Sammy Pahal, MD, UK PropTech Association explained that PropTech is enabling digitisation of the entire property lifecycle – from planning and design, through to construction, sales, renting, and maintenance. In recent years, simple advances in the capability and availability of technology have driven innovation. The 700 or more companies in the PropTech Association’s membership have needs and expectations that have changed, and major improvements are needed in various design and sales processes, not least to meet sustainability goals.
A wealth of PropTech data is being generated, day and night. This enables companies to better assess risk, identify opportunities, and optimise buildings. It also enabled construction firms to create more realistic data models to inform planning; identifying development potential that might not otherwise be possible; reducing carbon emissions by optimising se of energy, and monitoring space occupancy to optimise its use.
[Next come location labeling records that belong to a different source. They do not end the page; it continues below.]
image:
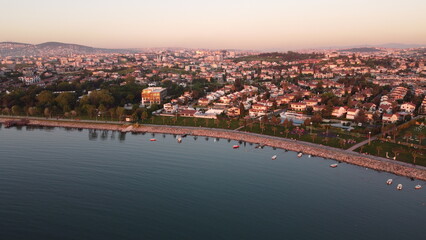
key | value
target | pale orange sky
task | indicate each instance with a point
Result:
(242, 24)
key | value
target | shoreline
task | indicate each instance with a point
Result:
(354, 158)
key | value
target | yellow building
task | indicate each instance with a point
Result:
(153, 95)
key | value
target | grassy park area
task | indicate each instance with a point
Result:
(390, 150)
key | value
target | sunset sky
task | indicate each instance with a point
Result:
(242, 24)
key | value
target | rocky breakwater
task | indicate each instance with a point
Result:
(372, 162)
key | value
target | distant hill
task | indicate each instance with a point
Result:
(364, 49)
(15, 49)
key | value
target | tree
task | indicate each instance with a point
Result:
(415, 155)
(16, 110)
(316, 119)
(102, 110)
(287, 131)
(6, 111)
(313, 136)
(45, 98)
(274, 129)
(262, 127)
(421, 137)
(217, 122)
(378, 148)
(46, 112)
(396, 152)
(112, 112)
(90, 110)
(361, 117)
(407, 136)
(120, 112)
(65, 101)
(326, 140)
(32, 111)
(242, 110)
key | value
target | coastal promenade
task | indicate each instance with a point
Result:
(368, 161)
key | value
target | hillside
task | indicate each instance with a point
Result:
(15, 49)
(361, 50)
(274, 57)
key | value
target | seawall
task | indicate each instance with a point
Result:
(372, 162)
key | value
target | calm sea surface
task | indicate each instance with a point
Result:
(81, 184)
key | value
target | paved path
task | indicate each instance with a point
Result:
(358, 145)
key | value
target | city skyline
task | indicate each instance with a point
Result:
(266, 25)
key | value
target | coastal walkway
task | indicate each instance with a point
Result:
(358, 145)
(351, 157)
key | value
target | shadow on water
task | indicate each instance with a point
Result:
(122, 136)
(93, 134)
(104, 135)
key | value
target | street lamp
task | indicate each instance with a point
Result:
(369, 138)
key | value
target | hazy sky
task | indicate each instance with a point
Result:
(243, 24)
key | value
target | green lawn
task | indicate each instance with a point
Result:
(334, 140)
(388, 147)
(415, 131)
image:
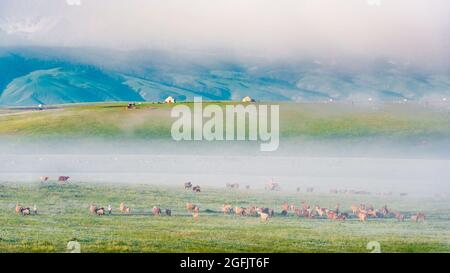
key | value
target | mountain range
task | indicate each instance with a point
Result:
(31, 76)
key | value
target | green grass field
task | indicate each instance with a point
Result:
(153, 121)
(63, 216)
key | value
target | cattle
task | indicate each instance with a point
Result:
(342, 216)
(195, 213)
(362, 216)
(226, 209)
(18, 208)
(123, 208)
(264, 216)
(25, 211)
(268, 211)
(354, 209)
(373, 213)
(321, 211)
(63, 179)
(240, 211)
(100, 211)
(331, 215)
(384, 211)
(131, 106)
(400, 217)
(190, 206)
(168, 212)
(92, 209)
(253, 211)
(232, 186)
(417, 217)
(271, 186)
(156, 211)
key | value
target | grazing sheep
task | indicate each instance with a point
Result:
(195, 212)
(123, 208)
(92, 209)
(400, 217)
(418, 216)
(239, 211)
(354, 209)
(18, 208)
(187, 185)
(342, 216)
(25, 211)
(190, 206)
(156, 211)
(362, 216)
(168, 212)
(264, 216)
(226, 209)
(63, 179)
(100, 211)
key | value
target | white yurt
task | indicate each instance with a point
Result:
(248, 99)
(169, 99)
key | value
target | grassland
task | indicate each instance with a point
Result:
(153, 121)
(63, 216)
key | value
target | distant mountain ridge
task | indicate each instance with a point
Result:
(44, 76)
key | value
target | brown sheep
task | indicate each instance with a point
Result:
(123, 208)
(362, 216)
(264, 216)
(18, 208)
(418, 216)
(400, 217)
(156, 211)
(100, 211)
(195, 212)
(168, 212)
(190, 206)
(355, 209)
(240, 211)
(25, 211)
(226, 209)
(92, 209)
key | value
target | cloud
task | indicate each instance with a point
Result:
(26, 25)
(410, 29)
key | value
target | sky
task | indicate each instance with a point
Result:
(410, 30)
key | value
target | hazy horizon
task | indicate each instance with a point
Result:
(330, 30)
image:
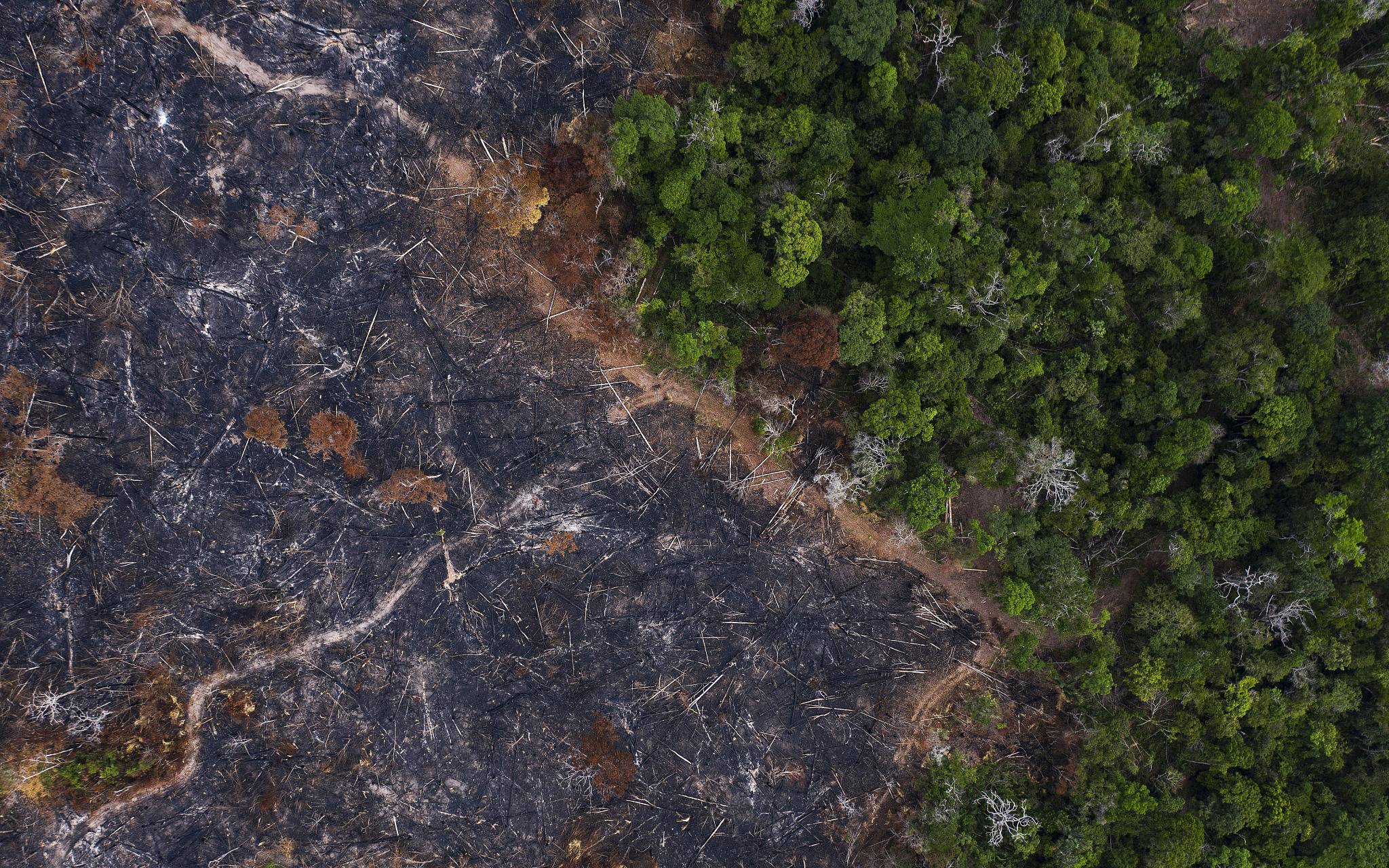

Site identification has been made easier, las ow occupancy fuels repurpose. Due to many businesses closing, unfortunately, data and analytics must be available to make smarter decisions about buildings are used – and how spaces might be aligned to customer demands. “The pandemic has highlighted the need to streamline processes,” said Sammy, “however, with persistent efforts from the PropTech community, we can achieve ambitious targets.”
She introduced delegates to some of the outcomes being delivered now, by greater adoption of the UPRN throughout the PropTech community. New analytics’ platforms are integrating with building managements systems – and this is key to carbon targets, and the many other outcomes that depend on having granular information about the nature of properties and the needs of their residents or users. The UPRN is key to collate data sets that are otherwise fragmented. Widespread adoption will enable smarter, more sustainable spaces, but greater collaboration is needed between the private and public sector. That said, streamlining sales will be possible soon by bringing everyone together, faster. At the moment, the conveyancing process itself is far too long – planning is full of legacy nuances, and what’s needed is a reduction in the number of stakeholders, improving workflow management, mitigating errors, and sharing data between parties and online portals early on.